Define $A_n= \{ x\in F^c\cap A\mid d(x,F)\ge \frac{1}{n}\}$
Then $\bigcup_{n=1}^{\infty} A_n= F^c\cap A$.
I had the above argument. To show the claim, is it necessary to have closedness assumption of $F$ ?
Or is there any counterexample such that above assertion fails if we relax closedness argument?

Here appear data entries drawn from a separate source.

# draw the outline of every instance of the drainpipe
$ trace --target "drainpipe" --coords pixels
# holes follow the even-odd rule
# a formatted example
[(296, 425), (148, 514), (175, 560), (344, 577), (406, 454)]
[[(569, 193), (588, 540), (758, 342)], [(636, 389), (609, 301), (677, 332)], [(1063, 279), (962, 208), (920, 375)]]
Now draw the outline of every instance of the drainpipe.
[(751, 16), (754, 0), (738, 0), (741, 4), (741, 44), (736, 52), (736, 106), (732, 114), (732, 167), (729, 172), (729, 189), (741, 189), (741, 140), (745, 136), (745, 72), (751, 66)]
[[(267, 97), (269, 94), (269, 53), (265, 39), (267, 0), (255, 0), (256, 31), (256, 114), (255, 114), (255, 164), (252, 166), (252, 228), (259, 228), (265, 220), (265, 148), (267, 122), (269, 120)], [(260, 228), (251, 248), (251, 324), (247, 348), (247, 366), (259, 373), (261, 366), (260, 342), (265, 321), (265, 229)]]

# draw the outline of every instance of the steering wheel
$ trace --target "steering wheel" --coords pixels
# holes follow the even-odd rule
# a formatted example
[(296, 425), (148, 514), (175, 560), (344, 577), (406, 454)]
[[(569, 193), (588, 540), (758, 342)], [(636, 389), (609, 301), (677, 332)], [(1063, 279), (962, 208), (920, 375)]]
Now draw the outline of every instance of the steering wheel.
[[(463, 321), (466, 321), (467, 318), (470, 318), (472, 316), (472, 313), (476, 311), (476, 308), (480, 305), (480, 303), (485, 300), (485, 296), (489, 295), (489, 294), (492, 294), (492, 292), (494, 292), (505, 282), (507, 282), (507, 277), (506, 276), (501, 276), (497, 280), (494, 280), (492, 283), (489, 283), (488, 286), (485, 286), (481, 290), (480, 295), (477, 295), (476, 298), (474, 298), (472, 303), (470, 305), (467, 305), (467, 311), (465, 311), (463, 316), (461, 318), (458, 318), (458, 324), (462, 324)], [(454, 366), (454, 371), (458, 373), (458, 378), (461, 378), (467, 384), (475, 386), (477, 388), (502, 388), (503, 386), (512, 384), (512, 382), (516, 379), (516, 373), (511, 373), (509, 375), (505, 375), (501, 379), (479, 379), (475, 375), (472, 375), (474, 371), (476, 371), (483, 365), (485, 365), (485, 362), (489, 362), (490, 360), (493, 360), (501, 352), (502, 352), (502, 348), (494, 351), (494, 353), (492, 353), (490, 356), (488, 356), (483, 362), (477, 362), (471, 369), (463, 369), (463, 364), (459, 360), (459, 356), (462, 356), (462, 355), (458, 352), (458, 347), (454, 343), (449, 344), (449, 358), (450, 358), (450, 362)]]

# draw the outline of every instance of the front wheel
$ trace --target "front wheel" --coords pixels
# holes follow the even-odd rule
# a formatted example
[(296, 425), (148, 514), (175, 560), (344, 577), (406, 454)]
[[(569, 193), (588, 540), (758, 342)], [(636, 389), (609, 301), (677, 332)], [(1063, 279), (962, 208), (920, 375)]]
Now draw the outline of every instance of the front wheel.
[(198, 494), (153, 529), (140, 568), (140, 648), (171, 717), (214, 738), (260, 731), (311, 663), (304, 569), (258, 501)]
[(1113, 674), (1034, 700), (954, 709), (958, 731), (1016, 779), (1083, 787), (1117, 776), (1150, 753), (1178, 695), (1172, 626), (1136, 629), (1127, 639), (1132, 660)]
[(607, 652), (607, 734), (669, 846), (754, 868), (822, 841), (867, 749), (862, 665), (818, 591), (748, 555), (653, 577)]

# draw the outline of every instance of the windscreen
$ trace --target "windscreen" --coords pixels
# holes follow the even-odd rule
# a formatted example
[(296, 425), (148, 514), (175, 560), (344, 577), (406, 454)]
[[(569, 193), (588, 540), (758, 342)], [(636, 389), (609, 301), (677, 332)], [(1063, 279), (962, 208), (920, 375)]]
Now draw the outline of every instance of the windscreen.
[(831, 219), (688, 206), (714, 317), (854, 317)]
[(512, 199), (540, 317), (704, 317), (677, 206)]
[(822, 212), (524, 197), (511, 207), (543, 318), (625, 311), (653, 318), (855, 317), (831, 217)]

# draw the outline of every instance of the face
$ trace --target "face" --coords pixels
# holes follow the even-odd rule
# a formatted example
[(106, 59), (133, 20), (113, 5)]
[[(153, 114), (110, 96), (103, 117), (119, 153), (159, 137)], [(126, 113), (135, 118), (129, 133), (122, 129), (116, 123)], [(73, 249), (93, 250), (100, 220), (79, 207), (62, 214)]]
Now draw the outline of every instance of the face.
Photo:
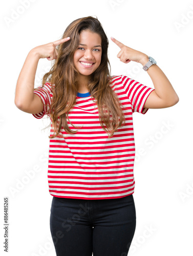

Any help will be appreciated.
On
It is essential.
Suppose $x \in \bigcup_n A_n$. So $x \in A_m$ for some $m$. It follows that $x \in A$ and $d(x,F) > \frac{1}{m} >0$. So $x \notin F$ (as $x \in F$ implies $d(x,F)=0$), and so $x \in A \cap F^\complement$. This direction does not use the closedness of $F$.
Suppose $x \in F^\complement \cap A$. Then as $F$ is closed and $F^\complement$ is open, there is some $r>0$ such that $B(x,r) \subseteq F^\complement$, or $B(x,r) \cap F=\emptyset$. If we choose $m$ such that $\frac{1}{m}< r$, we see that $d(x,F) \ge r > \frac{1}{m}$ so that $x \in A_m$ and so $x \in \bigcup_n A_n$ as required. This inclusion does use the closedness of $F$ explicitly.
In the reals, take $A=\{0,1\}$ and $F=(0,1)$ which is not closed. Note that $d(x,F)=0$ for all $x \in A$.
Then for any $n$, $A_n = \emptyset$, so the equality fails rather miserably, as $A \cap F^\complement = A = \{0,1\}$.
You have missed $A$ in the definition of $A$. Assume that $A=X$. Then union of $A_n$'s is $\{x:d(x,F^{c}) >0\}$ and this is equal to $F^{c}$ iff $F$ is closed. For a counterexample you can take any set which is not closed!.